Train to create alternative futures and narratives with SUPERRR.

When was the last time you imagined the future? Not a strategic "Where do I see myself in five years" or "Which groceries do I need to buy for next week" future? But rather a vision of the future for yourself and for us as a society in 20, 30, 100 years. What hopes do you have for it? How did it feel?

I've been asking myself this question quite often lately. Followed by a knot tightening somewhere between my chest and upper stomach. I'm actually trained in comparative arts. I've spent most of my adult life analyzing interface issues and delving into the past. The question of how we can write, speak, and remember what was has occupied me for as long as I can remember. "What was" is a euphemism here. Because almost always, it was about individual biographies and collective stories in the context of war, displacement, and death. What I've never learned is how to write (or think?) about what could be. And even less: about what should be.

I do futures work in a feminist organization. The term 'feminist' already creates friction, at best, questions that enable an exchange. When I talk about my work, I usually receive curious, sometimes even puzzled looks. I can't blame them because I'm still training every day on how to do this futures work. It sounds rather abstract at first. Often, it's also quite tricky. For me as an individual, because I often don't feel my impact and safety in this world. And for us as a society, because we are surrounded by old and new crises – catastrophes that make it hard not to despair. As civil society, we are all busy addressing urgent issues in the here and now, limiting damage and protecting from harm. In this context, envisioning a future full of joy, solidarity, justice and, yes, hope sometimes feels almost presumptuous. What happens if we do it anyway? If we dare to imagine and design these futures – not as unattainable utopias, but as a desirable vision and goal we can work towards – right now?

I can't help thinking about the first futuring workshop I facilitated. We were in a small group, and the participants were stuck. They had no idea what measures they should take to achieve their vision of the future – self-organized, secure social networks. Their thinking revolved around technical solutions that promised short-term relief but did not lead to the desired goal in the long term. Until one person in the group was bold enough to tweak a fundamental premise: an unconditional basic income for all. An adjustment that, at first glance, has little to do with social networks but has the potential to fundamentally change the system we live in. What happened in the group afterwards was a bit like magic. Suddenly, there was the courage and confidence to explore positive scenarios. And there were ideas on how to make them a reality.
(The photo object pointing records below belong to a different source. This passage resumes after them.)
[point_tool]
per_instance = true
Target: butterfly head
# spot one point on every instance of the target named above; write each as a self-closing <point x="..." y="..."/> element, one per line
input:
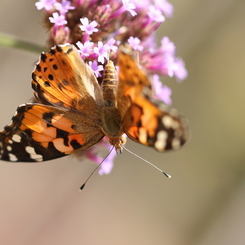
<point x="118" y="142"/>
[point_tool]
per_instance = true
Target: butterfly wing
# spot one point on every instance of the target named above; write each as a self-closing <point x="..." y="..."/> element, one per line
<point x="145" y="121"/>
<point x="40" y="132"/>
<point x="61" y="78"/>
<point x="155" y="124"/>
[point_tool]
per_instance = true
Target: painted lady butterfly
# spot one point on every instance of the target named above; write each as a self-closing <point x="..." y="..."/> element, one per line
<point x="72" y="112"/>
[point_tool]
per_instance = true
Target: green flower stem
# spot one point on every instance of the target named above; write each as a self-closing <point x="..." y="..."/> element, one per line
<point x="14" y="42"/>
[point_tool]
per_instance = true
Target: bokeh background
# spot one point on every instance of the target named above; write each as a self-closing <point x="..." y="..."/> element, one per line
<point x="203" y="203"/>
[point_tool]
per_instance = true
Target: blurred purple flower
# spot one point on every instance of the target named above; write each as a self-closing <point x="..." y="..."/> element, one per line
<point x="166" y="7"/>
<point x="63" y="7"/>
<point x="156" y="14"/>
<point x="162" y="92"/>
<point x="102" y="52"/>
<point x="129" y="7"/>
<point x="85" y="49"/>
<point x="134" y="42"/>
<point x="46" y="4"/>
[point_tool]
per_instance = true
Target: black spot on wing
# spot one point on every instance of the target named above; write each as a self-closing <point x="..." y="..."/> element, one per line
<point x="55" y="67"/>
<point x="43" y="57"/>
<point x="47" y="117"/>
<point x="75" y="145"/>
<point x="47" y="84"/>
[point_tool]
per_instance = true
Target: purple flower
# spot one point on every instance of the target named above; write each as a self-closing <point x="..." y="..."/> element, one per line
<point x="167" y="46"/>
<point x="155" y="14"/>
<point x="162" y="92"/>
<point x="180" y="71"/>
<point x="46" y="4"/>
<point x="98" y="28"/>
<point x="58" y="20"/>
<point x="96" y="68"/>
<point x="64" y="6"/>
<point x="101" y="51"/>
<point x="135" y="43"/>
<point x="107" y="165"/>
<point x="85" y="49"/>
<point x="89" y="28"/>
<point x="127" y="6"/>
<point x="166" y="7"/>
<point x="111" y="45"/>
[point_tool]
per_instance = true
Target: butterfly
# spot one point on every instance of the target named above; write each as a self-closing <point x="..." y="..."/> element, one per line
<point x="71" y="111"/>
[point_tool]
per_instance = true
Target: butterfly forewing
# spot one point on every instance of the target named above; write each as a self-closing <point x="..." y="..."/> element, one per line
<point x="40" y="133"/>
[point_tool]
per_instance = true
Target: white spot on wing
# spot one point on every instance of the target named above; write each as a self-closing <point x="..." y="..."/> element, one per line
<point x="161" y="140"/>
<point x="16" y="138"/>
<point x="9" y="148"/>
<point x="33" y="154"/>
<point x="176" y="143"/>
<point x="142" y="136"/>
<point x="12" y="157"/>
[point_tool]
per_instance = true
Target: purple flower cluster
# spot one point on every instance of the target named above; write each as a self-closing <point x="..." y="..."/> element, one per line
<point x="98" y="27"/>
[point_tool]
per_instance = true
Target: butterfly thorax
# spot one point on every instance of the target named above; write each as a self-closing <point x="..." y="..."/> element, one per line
<point x="111" y="117"/>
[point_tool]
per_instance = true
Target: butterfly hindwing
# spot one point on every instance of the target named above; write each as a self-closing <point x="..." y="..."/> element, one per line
<point x="40" y="133"/>
<point x="155" y="125"/>
<point x="146" y="121"/>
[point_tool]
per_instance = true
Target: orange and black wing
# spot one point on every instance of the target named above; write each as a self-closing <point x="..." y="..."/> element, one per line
<point x="40" y="132"/>
<point x="146" y="121"/>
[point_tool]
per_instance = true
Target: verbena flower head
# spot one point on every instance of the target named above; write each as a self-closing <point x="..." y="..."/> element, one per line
<point x="98" y="27"/>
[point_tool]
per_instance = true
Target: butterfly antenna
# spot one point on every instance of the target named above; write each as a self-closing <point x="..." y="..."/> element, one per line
<point x="82" y="187"/>
<point x="166" y="174"/>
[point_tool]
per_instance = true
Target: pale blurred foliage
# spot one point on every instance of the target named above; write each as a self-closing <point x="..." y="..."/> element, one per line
<point x="203" y="203"/>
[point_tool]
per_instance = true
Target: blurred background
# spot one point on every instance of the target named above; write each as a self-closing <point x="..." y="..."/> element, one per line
<point x="203" y="203"/>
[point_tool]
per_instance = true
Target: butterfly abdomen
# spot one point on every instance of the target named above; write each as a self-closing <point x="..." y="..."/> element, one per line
<point x="109" y="85"/>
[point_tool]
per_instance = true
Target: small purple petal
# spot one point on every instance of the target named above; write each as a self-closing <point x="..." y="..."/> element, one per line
<point x="101" y="51"/>
<point x="64" y="6"/>
<point x="96" y="68"/>
<point x="155" y="14"/>
<point x="46" y="4"/>
<point x="167" y="46"/>
<point x="58" y="20"/>
<point x="180" y="72"/>
<point x="166" y="7"/>
<point x="129" y="7"/>
<point x="88" y="27"/>
<point x="85" y="49"/>
<point x="111" y="45"/>
<point x="135" y="43"/>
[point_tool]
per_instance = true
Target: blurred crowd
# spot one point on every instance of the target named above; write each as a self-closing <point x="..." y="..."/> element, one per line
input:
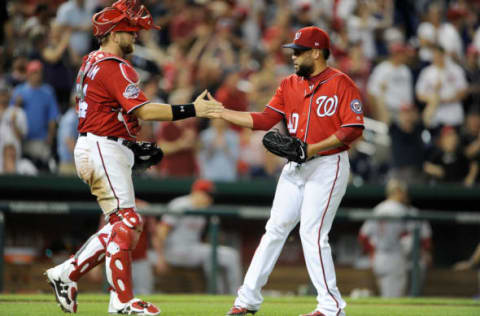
<point x="417" y="64"/>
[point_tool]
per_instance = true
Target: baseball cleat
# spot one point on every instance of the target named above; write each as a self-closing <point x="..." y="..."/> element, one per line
<point x="134" y="307"/>
<point x="239" y="311"/>
<point x="314" y="313"/>
<point x="65" y="292"/>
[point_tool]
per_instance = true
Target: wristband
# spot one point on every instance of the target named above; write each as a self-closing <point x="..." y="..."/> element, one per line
<point x="181" y="111"/>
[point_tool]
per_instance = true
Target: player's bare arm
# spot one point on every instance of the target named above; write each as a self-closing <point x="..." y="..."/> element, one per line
<point x="239" y="118"/>
<point x="201" y="107"/>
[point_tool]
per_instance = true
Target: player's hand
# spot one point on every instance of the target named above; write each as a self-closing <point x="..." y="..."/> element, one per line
<point x="208" y="108"/>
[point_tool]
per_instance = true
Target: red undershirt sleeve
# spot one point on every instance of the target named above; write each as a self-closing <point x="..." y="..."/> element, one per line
<point x="266" y="119"/>
<point x="348" y="134"/>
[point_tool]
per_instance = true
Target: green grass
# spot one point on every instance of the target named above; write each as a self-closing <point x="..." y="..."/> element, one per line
<point x="205" y="305"/>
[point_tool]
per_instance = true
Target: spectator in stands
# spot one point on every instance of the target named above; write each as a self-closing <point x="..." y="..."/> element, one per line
<point x="58" y="68"/>
<point x="218" y="153"/>
<point x="13" y="128"/>
<point x="408" y="149"/>
<point x="382" y="239"/>
<point x="442" y="86"/>
<point x="179" y="239"/>
<point x="11" y="163"/>
<point x="447" y="163"/>
<point x="470" y="135"/>
<point x="231" y="96"/>
<point x="450" y="33"/>
<point x="363" y="24"/>
<point x="358" y="68"/>
<point x="66" y="138"/>
<point x="40" y="105"/>
<point x="472" y="69"/>
<point x="74" y="16"/>
<point x="390" y="85"/>
<point x="18" y="74"/>
<point x="13" y="121"/>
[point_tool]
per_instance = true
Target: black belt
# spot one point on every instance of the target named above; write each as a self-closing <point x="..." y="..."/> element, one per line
<point x="125" y="142"/>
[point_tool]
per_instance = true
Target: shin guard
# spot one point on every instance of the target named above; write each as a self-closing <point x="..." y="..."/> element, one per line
<point x="118" y="265"/>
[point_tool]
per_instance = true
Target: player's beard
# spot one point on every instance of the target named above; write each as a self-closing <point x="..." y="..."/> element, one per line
<point x="304" y="70"/>
<point x="127" y="48"/>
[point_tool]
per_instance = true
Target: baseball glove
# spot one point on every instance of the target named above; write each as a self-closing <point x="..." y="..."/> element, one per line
<point x="146" y="155"/>
<point x="285" y="146"/>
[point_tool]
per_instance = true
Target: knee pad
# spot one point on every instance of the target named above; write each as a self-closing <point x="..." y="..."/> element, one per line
<point x="91" y="254"/>
<point x="131" y="218"/>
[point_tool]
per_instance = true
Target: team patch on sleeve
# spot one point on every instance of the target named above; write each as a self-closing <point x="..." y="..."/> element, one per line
<point x="356" y="106"/>
<point x="129" y="73"/>
<point x="131" y="91"/>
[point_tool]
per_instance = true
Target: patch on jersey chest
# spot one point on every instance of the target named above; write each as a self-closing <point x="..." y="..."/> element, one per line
<point x="131" y="91"/>
<point x="356" y="106"/>
<point x="129" y="73"/>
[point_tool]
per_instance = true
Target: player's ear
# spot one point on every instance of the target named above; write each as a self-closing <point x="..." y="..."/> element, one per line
<point x="317" y="53"/>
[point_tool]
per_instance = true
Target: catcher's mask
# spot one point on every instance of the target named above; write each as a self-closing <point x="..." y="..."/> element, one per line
<point x="122" y="16"/>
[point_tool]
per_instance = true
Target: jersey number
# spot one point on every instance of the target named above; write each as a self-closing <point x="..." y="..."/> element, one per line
<point x="293" y="123"/>
<point x="326" y="106"/>
<point x="82" y="105"/>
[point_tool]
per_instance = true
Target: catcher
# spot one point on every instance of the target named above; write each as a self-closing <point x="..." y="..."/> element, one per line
<point x="109" y="105"/>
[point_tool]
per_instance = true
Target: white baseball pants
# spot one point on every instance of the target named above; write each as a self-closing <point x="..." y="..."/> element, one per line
<point x="310" y="194"/>
<point x="106" y="166"/>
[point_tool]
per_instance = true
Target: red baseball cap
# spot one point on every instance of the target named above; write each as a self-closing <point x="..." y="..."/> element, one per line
<point x="310" y="37"/>
<point x="203" y="185"/>
<point x="123" y="15"/>
<point x="34" y="66"/>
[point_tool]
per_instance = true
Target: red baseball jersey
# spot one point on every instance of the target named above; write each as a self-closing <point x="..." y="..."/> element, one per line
<point x="107" y="93"/>
<point x="316" y="108"/>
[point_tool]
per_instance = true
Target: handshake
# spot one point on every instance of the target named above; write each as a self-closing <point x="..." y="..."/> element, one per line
<point x="206" y="106"/>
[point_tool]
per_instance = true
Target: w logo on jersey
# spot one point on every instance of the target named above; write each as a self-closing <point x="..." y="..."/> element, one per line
<point x="326" y="106"/>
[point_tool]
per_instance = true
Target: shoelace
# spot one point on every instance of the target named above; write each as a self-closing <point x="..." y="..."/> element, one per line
<point x="143" y="304"/>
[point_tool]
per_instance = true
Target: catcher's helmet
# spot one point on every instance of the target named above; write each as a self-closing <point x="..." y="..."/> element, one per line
<point x="123" y="15"/>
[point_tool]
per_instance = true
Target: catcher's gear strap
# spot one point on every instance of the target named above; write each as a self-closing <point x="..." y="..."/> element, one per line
<point x="265" y="120"/>
<point x="181" y="111"/>
<point x="348" y="134"/>
<point x="89" y="66"/>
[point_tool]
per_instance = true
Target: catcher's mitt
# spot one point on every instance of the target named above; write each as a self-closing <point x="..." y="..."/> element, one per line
<point x="146" y="155"/>
<point x="285" y="146"/>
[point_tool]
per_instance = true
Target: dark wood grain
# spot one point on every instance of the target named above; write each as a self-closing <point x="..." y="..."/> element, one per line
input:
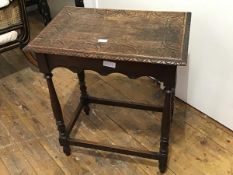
<point x="140" y="36"/>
The barriers in our minds are enormous because the stories we know about the past, present, and future dismiss values such as solidarity, justice and being there for one another as unattainable utopias. This inevitably influences our thoughts and actions. And thereby manifests the realities in which we live. The disasters of our time are a clear warning signal: we can't go on like this! If we want to work towards positive change and new realities, it is high time for alternative narratives. To do this, we need space, time, resources and, above all, practice. Many of us still need to learn to dream up and plan new narratives, visions and futures – it's like a muscle that needs to be trained.

For us as an organization, it is perhaps the most critical muscle – for working on our topics and collaborating with others. The more people and organizations have this muscle, the more we can work towards the futures we aspire to. To realize this, we are launching our pilot program, ‘Futures Literacy for Civil Society’ together with Futures Probes in June 2024. We bring people from civil society together to collectively build futures competence and create new, positive narratives – and thus realities. That gives me hope. Because I know that – best case – it won't just stop with the mere narratives. But rather that they can be translated into concrete measures and actions. What could be more powerful for positive change than the feeling of impact in the world? Again, I feel the tingling of magic.

By the way, the knot in my chest is still there, but it's getting smaller day by day. After all, I'm still training.